Giger was not the only person who worked on 'Alien' - he was the artist, and he was drawing what other people told him to draw. If the script said "the crew finds a skeleton in a chair", he drew his interpretation of that in his own biomechanoid style. His intention isn't the sole deciding factor on what was going on in the design and writing process, and even if he
did explicitly intend it to be a spacesuit and not a skeleton, he'd be the only person working on the movie who felt that way.
As for Giger's personal intent, his complete diary might expand on it. If I had a copy, I'd check it. Unfortunately it's a $100+ book and not exactly in the budget right now, but I might buy a copy eventually.

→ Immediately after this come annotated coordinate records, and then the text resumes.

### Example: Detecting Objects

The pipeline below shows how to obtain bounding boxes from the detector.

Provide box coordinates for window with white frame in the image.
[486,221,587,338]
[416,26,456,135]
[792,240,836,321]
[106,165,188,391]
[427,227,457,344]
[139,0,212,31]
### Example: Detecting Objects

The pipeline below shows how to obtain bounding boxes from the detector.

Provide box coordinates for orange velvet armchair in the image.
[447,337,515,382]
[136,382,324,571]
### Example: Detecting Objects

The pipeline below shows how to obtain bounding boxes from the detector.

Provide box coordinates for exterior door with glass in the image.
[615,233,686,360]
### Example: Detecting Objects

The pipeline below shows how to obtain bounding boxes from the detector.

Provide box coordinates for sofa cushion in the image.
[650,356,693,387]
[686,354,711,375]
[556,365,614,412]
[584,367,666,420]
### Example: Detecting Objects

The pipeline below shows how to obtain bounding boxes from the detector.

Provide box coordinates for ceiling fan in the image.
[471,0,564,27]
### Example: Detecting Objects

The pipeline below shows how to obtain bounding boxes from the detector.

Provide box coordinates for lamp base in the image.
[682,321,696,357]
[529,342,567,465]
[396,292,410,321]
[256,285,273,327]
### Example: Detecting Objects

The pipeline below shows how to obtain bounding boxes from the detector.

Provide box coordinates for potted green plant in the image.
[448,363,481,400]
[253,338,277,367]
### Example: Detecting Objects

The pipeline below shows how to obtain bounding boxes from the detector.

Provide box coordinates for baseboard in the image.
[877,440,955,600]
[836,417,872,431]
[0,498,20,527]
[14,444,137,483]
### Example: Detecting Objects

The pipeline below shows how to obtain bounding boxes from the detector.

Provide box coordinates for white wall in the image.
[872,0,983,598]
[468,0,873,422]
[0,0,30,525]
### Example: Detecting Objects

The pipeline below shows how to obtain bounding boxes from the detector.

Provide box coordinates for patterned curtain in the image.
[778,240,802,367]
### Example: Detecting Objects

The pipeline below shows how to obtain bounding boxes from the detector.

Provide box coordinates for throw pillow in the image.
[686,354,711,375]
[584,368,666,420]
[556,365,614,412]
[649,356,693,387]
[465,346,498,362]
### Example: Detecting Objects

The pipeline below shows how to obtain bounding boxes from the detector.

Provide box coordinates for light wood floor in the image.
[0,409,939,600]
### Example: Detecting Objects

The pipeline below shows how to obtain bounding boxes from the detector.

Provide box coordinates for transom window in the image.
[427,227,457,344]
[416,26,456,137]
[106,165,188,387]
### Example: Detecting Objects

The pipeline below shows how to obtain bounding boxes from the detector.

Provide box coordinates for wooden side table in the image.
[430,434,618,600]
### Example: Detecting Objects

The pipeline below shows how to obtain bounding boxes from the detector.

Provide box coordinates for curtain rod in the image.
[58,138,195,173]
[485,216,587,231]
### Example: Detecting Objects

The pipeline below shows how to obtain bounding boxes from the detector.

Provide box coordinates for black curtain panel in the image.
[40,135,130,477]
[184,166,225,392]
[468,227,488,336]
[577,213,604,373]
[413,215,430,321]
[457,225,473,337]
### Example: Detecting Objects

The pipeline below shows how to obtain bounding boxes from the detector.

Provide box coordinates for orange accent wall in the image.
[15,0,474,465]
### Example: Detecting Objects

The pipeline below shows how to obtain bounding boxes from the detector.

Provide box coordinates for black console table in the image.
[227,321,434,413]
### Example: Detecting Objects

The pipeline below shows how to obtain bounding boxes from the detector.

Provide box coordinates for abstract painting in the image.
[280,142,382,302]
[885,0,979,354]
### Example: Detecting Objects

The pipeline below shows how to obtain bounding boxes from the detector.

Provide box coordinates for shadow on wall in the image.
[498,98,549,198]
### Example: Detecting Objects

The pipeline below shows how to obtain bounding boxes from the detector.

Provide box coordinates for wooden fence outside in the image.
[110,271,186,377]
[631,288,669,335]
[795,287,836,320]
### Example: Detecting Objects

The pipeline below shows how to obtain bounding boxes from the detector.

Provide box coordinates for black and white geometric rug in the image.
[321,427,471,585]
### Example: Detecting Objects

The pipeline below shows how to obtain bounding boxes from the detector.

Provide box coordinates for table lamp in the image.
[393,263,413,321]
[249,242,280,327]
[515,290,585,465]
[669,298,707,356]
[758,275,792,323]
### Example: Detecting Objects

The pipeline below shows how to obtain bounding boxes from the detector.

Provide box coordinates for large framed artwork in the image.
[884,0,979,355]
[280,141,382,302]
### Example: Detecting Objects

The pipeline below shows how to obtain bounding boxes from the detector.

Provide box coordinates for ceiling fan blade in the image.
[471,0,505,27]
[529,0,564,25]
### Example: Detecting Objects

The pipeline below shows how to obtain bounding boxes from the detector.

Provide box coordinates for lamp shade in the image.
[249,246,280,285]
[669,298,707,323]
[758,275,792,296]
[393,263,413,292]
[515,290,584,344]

Quote from: Highland on Dec 26, 2017, 12:59:47 PM
Scorpio you're doing that whole reverse Engineering thing (pun intended).
Exactly this: just because a sequel/prequel/whatever introduces a new idea doesn't mean it was suddenly
always intended to be that way from the beginning. Reminder: per Scott's quote, it was
his decision to change the Space Jockey to be a spacesuit for 'Prometheus', not Giger's. It's not like he's saying "Giger always meant this to be a spacesuit, and I wanted to expand on this for Prometheus"; no he's literally saying "we intended it to be one thing, and I chose to change it".